Abdelhadi Belkhayat
Né en 1940 à Fès, Zougari El Idrissi
Abdelhadi, dit Belkhayat, a quitté trés tôt sa ville natale pour s'installer
à Casablanca. Une audition à la radio, rue l'Brihi, le pousse rapidement sur
le devant de la scène. Dominée à l'époque par Mohamed Fouiteh, Maâti
Benkacen, Brahim Alami. Il réussit à imposer son style avec sa voix
chaleureuse et ses mélodies d'influences orientales. Il représente la nouvelle
génération avec Abdelwahab Doukkali, Latifa Amal, Mohamed Hayani. Une génération
fascinée par l'Egypte et ses Oum Kalthoum, Farid El Atrach et autres Abdelhalim
Hafez. Ce pays avait recu a bras ouverts Sabah la libanaise, Warda El Jazaereya
et bien d'autres. Ce qui décide Belkhayat à partir effectivement à la conquête
du pays des pharaons et espère trouver une place au soleil. Il s'inscrit au
conservatoire supérieur de musique arabe du Caire et trouve tant bien que mal
sa place dans cette jungle dominée par certains auteurs et compositeurs. Mais
c'est la grande déception qui l'attend. Le dilemme étant de chanter en misriya
ou rentrer bredouille. Il choisit la deuxième option. Les trois années (entre
1965 et 1967) passées là-bas lui ont permis malgré tout de se faire connaître
du public égyptien. Beaucoup d'égyptiens se rappellent encore de son passage
et regrettent qu'il ne soit pas resté. Belkhayat, lui n'a pas regretté,
puisqu'il a accumulé succés et gloire tout en préservant son style original.

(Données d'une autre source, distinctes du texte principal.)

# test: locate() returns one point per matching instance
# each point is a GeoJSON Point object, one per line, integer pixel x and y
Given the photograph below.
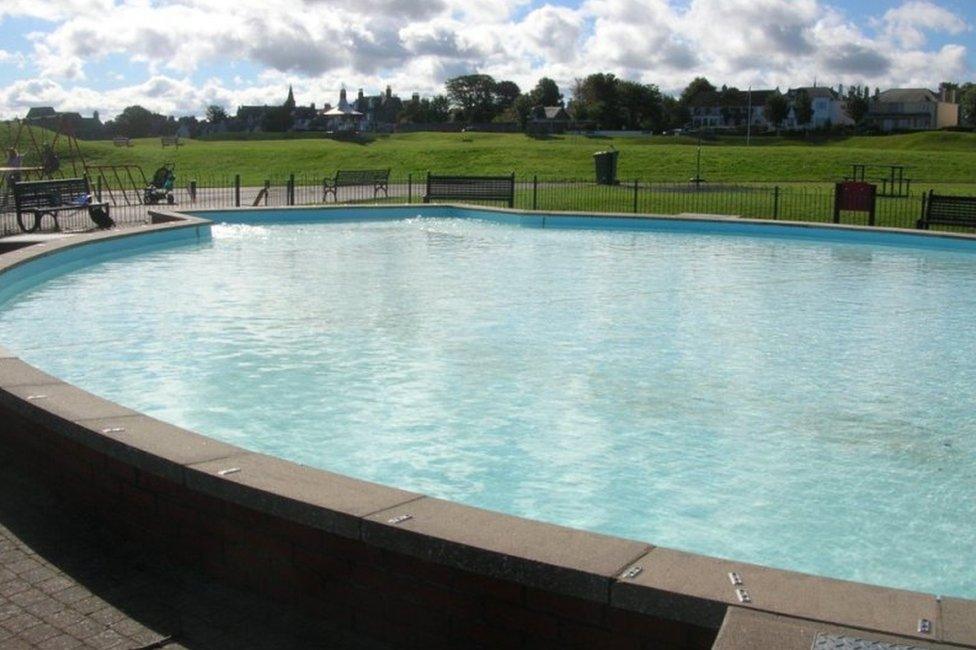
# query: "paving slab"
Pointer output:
{"type": "Point", "coordinates": [14, 372]}
{"type": "Point", "coordinates": [155, 446]}
{"type": "Point", "coordinates": [60, 401]}
{"type": "Point", "coordinates": [693, 587]}
{"type": "Point", "coordinates": [566, 560]}
{"type": "Point", "coordinates": [327, 501]}
{"type": "Point", "coordinates": [959, 621]}
{"type": "Point", "coordinates": [745, 629]}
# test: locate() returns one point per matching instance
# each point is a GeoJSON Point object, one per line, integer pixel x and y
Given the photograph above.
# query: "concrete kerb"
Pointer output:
{"type": "Point", "coordinates": [619, 573]}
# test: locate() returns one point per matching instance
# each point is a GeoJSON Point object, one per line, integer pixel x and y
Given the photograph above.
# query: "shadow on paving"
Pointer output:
{"type": "Point", "coordinates": [67, 583]}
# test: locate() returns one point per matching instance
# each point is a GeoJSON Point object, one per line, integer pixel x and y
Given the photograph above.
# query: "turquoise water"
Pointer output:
{"type": "Point", "coordinates": [797, 404]}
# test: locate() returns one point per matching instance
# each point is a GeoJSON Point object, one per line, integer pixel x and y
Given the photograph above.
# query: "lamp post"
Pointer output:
{"type": "Point", "coordinates": [749, 118]}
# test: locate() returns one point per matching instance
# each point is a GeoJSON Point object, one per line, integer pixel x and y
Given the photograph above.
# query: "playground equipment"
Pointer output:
{"type": "Point", "coordinates": [160, 188]}
{"type": "Point", "coordinates": [50, 155]}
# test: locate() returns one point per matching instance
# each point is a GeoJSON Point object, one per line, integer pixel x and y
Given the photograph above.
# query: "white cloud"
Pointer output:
{"type": "Point", "coordinates": [414, 45]}
{"type": "Point", "coordinates": [906, 25]}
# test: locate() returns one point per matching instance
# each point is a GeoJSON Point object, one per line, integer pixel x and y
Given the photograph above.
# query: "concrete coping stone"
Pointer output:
{"type": "Point", "coordinates": [564, 560]}
{"type": "Point", "coordinates": [708, 588]}
{"type": "Point", "coordinates": [627, 574]}
{"type": "Point", "coordinates": [745, 629]}
{"type": "Point", "coordinates": [324, 500]}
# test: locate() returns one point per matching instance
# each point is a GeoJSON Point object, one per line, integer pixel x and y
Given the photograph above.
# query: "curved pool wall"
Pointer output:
{"type": "Point", "coordinates": [394, 565]}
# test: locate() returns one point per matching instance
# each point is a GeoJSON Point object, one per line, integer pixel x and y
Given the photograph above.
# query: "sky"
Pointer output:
{"type": "Point", "coordinates": [179, 56]}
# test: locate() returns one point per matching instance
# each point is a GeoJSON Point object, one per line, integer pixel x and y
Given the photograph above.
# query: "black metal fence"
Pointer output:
{"type": "Point", "coordinates": [785, 201]}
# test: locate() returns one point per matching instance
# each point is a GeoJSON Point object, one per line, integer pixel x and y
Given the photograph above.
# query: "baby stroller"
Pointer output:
{"type": "Point", "coordinates": [161, 186]}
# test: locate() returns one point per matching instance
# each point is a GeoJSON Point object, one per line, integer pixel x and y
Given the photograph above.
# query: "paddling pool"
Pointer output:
{"type": "Point", "coordinates": [798, 397]}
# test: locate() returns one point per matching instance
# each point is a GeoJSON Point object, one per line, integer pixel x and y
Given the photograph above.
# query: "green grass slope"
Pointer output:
{"type": "Point", "coordinates": [932, 158]}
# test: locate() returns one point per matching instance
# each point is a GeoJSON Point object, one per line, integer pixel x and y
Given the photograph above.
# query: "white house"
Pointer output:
{"type": "Point", "coordinates": [828, 108]}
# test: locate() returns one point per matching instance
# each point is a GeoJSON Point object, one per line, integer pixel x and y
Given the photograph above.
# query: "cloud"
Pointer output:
{"type": "Point", "coordinates": [906, 25]}
{"type": "Point", "coordinates": [185, 54]}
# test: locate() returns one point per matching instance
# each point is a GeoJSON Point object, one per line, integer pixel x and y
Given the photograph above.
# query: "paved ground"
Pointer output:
{"type": "Point", "coordinates": [65, 583]}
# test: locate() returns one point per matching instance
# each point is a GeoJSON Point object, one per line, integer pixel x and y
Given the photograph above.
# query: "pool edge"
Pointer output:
{"type": "Point", "coordinates": [150, 461]}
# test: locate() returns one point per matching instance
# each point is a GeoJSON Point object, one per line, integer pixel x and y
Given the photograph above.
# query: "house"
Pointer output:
{"type": "Point", "coordinates": [85, 128]}
{"type": "Point", "coordinates": [549, 119]}
{"type": "Point", "coordinates": [379, 111]}
{"type": "Point", "coordinates": [255, 118]}
{"type": "Point", "coordinates": [729, 108]}
{"type": "Point", "coordinates": [343, 117]}
{"type": "Point", "coordinates": [829, 108]}
{"type": "Point", "coordinates": [913, 109]}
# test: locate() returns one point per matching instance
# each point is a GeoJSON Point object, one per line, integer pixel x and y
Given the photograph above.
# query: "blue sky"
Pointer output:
{"type": "Point", "coordinates": [178, 56]}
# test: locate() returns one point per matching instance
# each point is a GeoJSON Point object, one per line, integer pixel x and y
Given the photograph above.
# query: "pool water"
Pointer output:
{"type": "Point", "coordinates": [799, 404]}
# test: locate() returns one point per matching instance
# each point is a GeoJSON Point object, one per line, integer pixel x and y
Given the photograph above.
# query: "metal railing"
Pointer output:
{"type": "Point", "coordinates": [784, 201]}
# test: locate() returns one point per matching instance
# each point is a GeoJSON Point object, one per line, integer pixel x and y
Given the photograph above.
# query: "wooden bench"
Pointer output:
{"type": "Point", "coordinates": [40, 198]}
{"type": "Point", "coordinates": [471, 188]}
{"type": "Point", "coordinates": [378, 178]}
{"type": "Point", "coordinates": [943, 210]}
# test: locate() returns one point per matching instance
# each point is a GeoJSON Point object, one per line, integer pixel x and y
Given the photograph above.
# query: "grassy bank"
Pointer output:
{"type": "Point", "coordinates": [931, 157]}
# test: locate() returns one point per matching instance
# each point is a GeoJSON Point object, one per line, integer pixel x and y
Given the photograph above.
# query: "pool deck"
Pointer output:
{"type": "Point", "coordinates": [65, 582]}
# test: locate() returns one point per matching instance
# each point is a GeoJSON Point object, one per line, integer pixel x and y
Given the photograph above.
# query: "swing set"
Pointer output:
{"type": "Point", "coordinates": [48, 155]}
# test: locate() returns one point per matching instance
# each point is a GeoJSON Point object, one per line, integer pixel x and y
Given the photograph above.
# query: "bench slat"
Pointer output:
{"type": "Point", "coordinates": [378, 178]}
{"type": "Point", "coordinates": [947, 210]}
{"type": "Point", "coordinates": [38, 198]}
{"type": "Point", "coordinates": [471, 188]}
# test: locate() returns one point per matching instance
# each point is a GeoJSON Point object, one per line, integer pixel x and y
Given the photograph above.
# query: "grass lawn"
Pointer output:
{"type": "Point", "coordinates": [937, 158]}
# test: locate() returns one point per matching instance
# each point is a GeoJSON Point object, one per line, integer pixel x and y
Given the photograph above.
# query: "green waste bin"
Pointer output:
{"type": "Point", "coordinates": [606, 167]}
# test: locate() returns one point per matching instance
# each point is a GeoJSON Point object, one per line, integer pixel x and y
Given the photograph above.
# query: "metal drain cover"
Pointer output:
{"type": "Point", "coordinates": [839, 642]}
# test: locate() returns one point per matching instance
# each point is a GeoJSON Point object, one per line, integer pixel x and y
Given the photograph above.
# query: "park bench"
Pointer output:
{"type": "Point", "coordinates": [471, 188]}
{"type": "Point", "coordinates": [943, 210]}
{"type": "Point", "coordinates": [377, 178]}
{"type": "Point", "coordinates": [40, 198]}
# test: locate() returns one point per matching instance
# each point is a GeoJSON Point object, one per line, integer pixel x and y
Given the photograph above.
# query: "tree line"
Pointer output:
{"type": "Point", "coordinates": [601, 99]}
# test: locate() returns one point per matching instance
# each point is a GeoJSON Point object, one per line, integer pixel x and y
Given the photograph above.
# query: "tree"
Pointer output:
{"type": "Point", "coordinates": [674, 115]}
{"type": "Point", "coordinates": [857, 103]}
{"type": "Point", "coordinates": [777, 109]}
{"type": "Point", "coordinates": [546, 93]}
{"type": "Point", "coordinates": [640, 105]}
{"type": "Point", "coordinates": [440, 109]}
{"type": "Point", "coordinates": [216, 114]}
{"type": "Point", "coordinates": [474, 96]}
{"type": "Point", "coordinates": [697, 85]}
{"type": "Point", "coordinates": [967, 104]}
{"type": "Point", "coordinates": [803, 108]}
{"type": "Point", "coordinates": [522, 109]}
{"type": "Point", "coordinates": [506, 92]}
{"type": "Point", "coordinates": [595, 98]}
{"type": "Point", "coordinates": [134, 122]}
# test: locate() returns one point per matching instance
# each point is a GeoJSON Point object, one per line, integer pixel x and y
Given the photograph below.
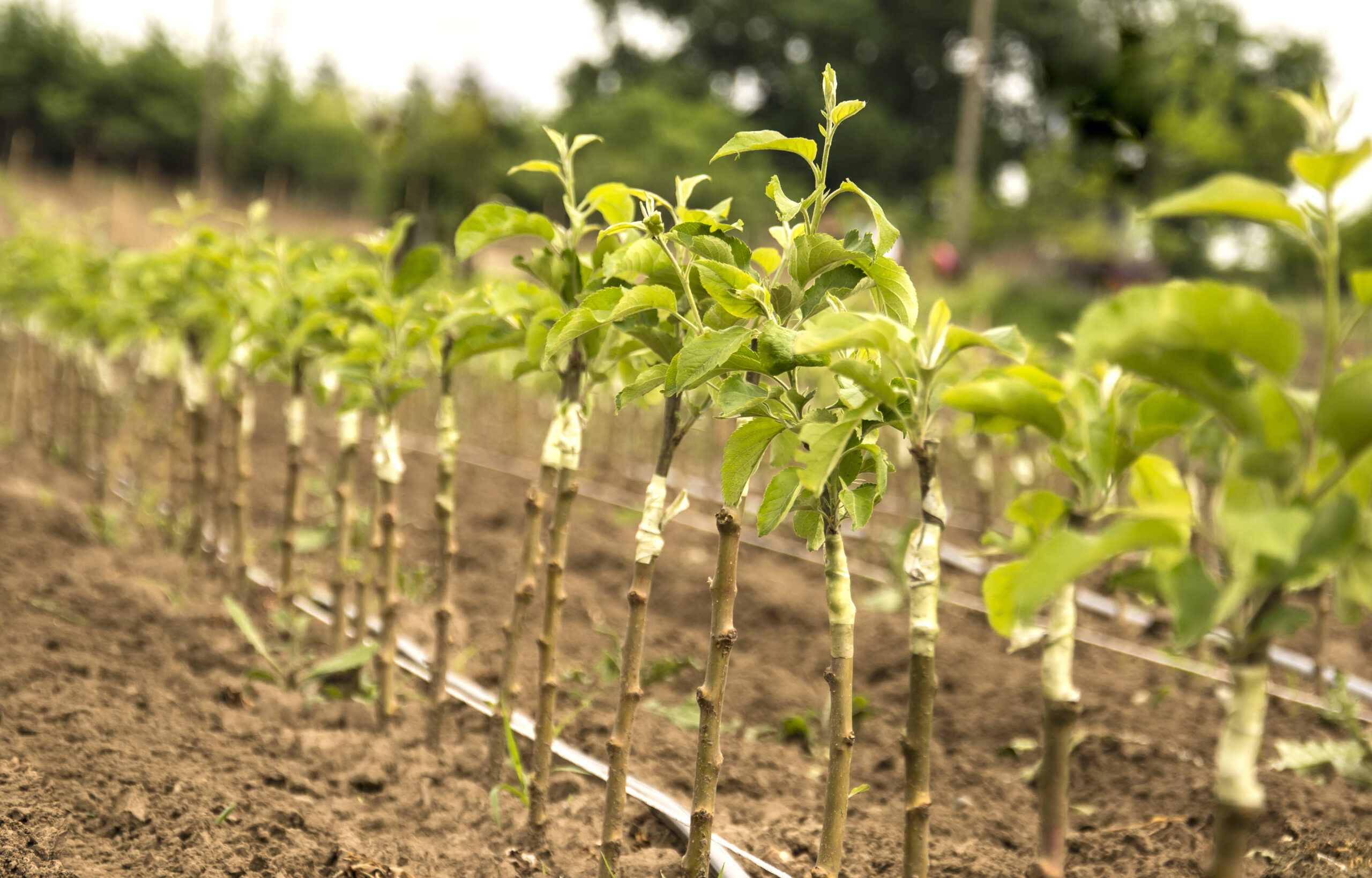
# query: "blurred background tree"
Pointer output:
{"type": "Point", "coordinates": [1093, 109]}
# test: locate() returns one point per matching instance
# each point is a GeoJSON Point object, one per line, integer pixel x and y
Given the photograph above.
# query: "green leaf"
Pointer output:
{"type": "Point", "coordinates": [643, 298]}
{"type": "Point", "coordinates": [1324, 170]}
{"type": "Point", "coordinates": [868, 378]}
{"type": "Point", "coordinates": [750, 142]}
{"type": "Point", "coordinates": [614, 200]}
{"type": "Point", "coordinates": [1012, 397]}
{"type": "Point", "coordinates": [538, 166]}
{"type": "Point", "coordinates": [420, 265]}
{"type": "Point", "coordinates": [648, 381]}
{"type": "Point", "coordinates": [895, 293]}
{"type": "Point", "coordinates": [809, 524]}
{"type": "Point", "coordinates": [827, 443]}
{"type": "Point", "coordinates": [491, 222]}
{"type": "Point", "coordinates": [250, 633]}
{"type": "Point", "coordinates": [1192, 596]}
{"type": "Point", "coordinates": [777, 500]}
{"type": "Point", "coordinates": [1002, 339]}
{"type": "Point", "coordinates": [702, 354]}
{"type": "Point", "coordinates": [1190, 316]}
{"type": "Point", "coordinates": [861, 503]}
{"type": "Point", "coordinates": [887, 234]}
{"type": "Point", "coordinates": [777, 350]}
{"type": "Point", "coordinates": [1230, 195]}
{"type": "Point", "coordinates": [733, 288]}
{"type": "Point", "coordinates": [787, 209]}
{"type": "Point", "coordinates": [743, 453]}
{"type": "Point", "coordinates": [1068, 556]}
{"type": "Point", "coordinates": [346, 660]}
{"type": "Point", "coordinates": [998, 593]}
{"type": "Point", "coordinates": [814, 254]}
{"type": "Point", "coordinates": [1345, 409]}
{"type": "Point", "coordinates": [1273, 533]}
{"type": "Point", "coordinates": [1157, 489]}
{"type": "Point", "coordinates": [1038, 511]}
{"type": "Point", "coordinates": [1361, 285]}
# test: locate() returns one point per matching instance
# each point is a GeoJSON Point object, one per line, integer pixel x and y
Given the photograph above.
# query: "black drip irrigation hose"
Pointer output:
{"type": "Point", "coordinates": [415, 660]}
{"type": "Point", "coordinates": [956, 557]}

Il est non seulement la coqueluche de toute une génération de marocains mais
devient vite une star en Algérie, puis plutard en Tunisie et en Libye. En 1973,
son Olympia à Paris rassemblera plus de gens sur le trottoir que dans la salle
par manque de places. A cette même époque, il tente une carrière cinématographique
avec deux rôles proposés par le réalisateur marocain Abdellah Mesbahi
:"Silence sens interdit" (1973) et "où cachez-vous le
soleil?" (1979) où il partage la vedette avec Abdelwahab Doukkali. Ces
films, tournés entièrement au Caire, sont restés inédits au Maroc.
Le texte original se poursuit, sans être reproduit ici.